Reading Matturro’s “Shepherd” with great pleasure I thought I had come upon a new novelist, always a cause for celebration. But “Shepherd” is in fact Matturro’s seventh novel, and five of the previous six had been published by the Livingston Press without my being aware. This was perhaps because three were set in the Bronze Age and three in upstate New York.

Matturro has the Ph.D. in English, worked at the “Times Union” for years and taught literature at the University at Albany, but his obsession is with the classics and he has in fact rewritten the stories of Perseus, Medea and Helen of Troy, as novels.

Set near the Berkshires, east of Albany, “Shepherd” is not so direct, but the classical spine is still there. Stuart Brown, a recently retired professor of classics, polite but distant, in mourning over the death of his wife, still depressed, goes each morning to the local coffee shop named The Laurel Tree, in Peneus, New York, where he meets Daphne.

The name of the coffee shop and the town should have been a signal, albeit a subtle one. Peneus is in Greek mythology the river god, and Daphne is his daughter. Cupid has caused Apollo to be madly in love with Daphne but he cannot catch her. She finally escapes his pursuits by changing into a laurel tree.

Stuart Brown is not Apollo but he becomes interested, then infatuated, with Daphne, who seems to be a dowdy, fairly simple-minded woman of about 50 who arrives each day by bicycle and does not own a television. She restocks the local supermarket’s shelves each evening. Slowly, Stuart Brown comes to know Daphne, whose last name is Greek, Kastanos. Few would know this, but Stuart does: Kastanos is Greek for brown. What are the chances?

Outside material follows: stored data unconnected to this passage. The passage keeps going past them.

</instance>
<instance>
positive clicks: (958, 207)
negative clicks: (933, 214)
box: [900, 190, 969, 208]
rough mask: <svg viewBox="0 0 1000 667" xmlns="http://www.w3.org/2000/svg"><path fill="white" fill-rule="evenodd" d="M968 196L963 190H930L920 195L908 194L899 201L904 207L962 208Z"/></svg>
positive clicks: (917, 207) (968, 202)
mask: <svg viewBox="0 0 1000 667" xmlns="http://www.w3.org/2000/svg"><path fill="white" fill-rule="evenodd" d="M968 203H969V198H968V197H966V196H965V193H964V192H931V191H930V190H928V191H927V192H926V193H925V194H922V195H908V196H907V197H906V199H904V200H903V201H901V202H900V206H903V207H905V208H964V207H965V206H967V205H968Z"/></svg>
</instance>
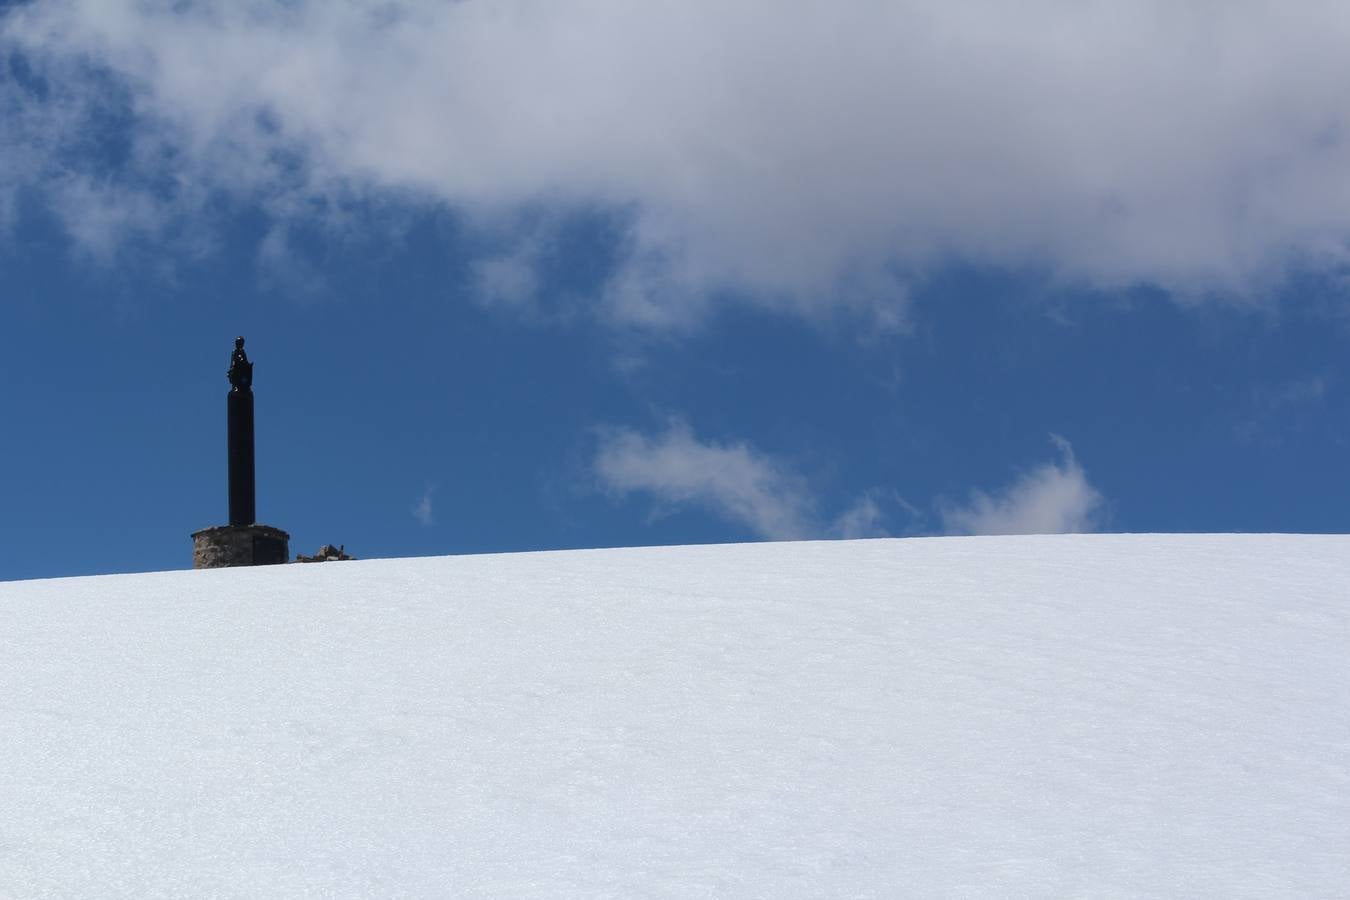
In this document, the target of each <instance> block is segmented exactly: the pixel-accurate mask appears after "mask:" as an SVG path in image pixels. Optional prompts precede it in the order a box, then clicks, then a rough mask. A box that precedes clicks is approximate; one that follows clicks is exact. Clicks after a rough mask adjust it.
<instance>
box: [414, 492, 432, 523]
mask: <svg viewBox="0 0 1350 900" xmlns="http://www.w3.org/2000/svg"><path fill="white" fill-rule="evenodd" d="M435 494H436V486H435V484H428V486H427V490H424V491H423V495H421V497H420V498H418V499H417V502H416V503H413V507H412V513H413V518H414V519H417V521H418V522H421V524H423V525H427V526H431V525H435V524H436V515H435V513H433V511H432V497H433V495H435Z"/></svg>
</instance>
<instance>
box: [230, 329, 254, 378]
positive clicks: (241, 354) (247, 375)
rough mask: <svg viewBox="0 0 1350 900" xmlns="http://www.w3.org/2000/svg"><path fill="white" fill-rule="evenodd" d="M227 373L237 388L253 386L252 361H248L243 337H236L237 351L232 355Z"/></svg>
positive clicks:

Daphne has, of course, a German shepherd, the smartest and most emotionally mature of all the breeds—protective, faithful, intelligent—named Corin. Stuart slowly realizes Daphne is, like him, wounded. She holds herself aloof, and, he suspects, is not who she appears to be. He investigates. This is the age of Google, after all.

The main plot is a love story, between emotionally vulnerable, fragile people. This is a very quiet novel—not an action thriller—but an insightful, wise and rewarding novel. Stuart learns who Daphne is—or was—and why she has become reclusive. They must together open up, warm to the possibility of affection and trust.

Along the way, however, Matturro has Stuart read and evaluate a new translation of the “Aeneid” and counsel a young man who wants to pursue a doctorate in Classics. His advice is bleak, guarded: only if you MUST. There are no jobs and academic life is a snake pit. No one anymore doubts that. Better to quit and write lovely novels.

Don Noble , Ph. D. Chapel Hill, Prof of English, Emeritus, taught American literature at UA for 32 years. He has been the host of the APTV literary interview show "Bookmark" since 1988 and has broadcast a weekly book review for APR since November of 2001, so far about 850 reviews. Noble is the editor of four anthologies of Alabama fiction and the winner of the Alabama state prizes for literary scholarship, service to the humanities and the Governor's Arts Award.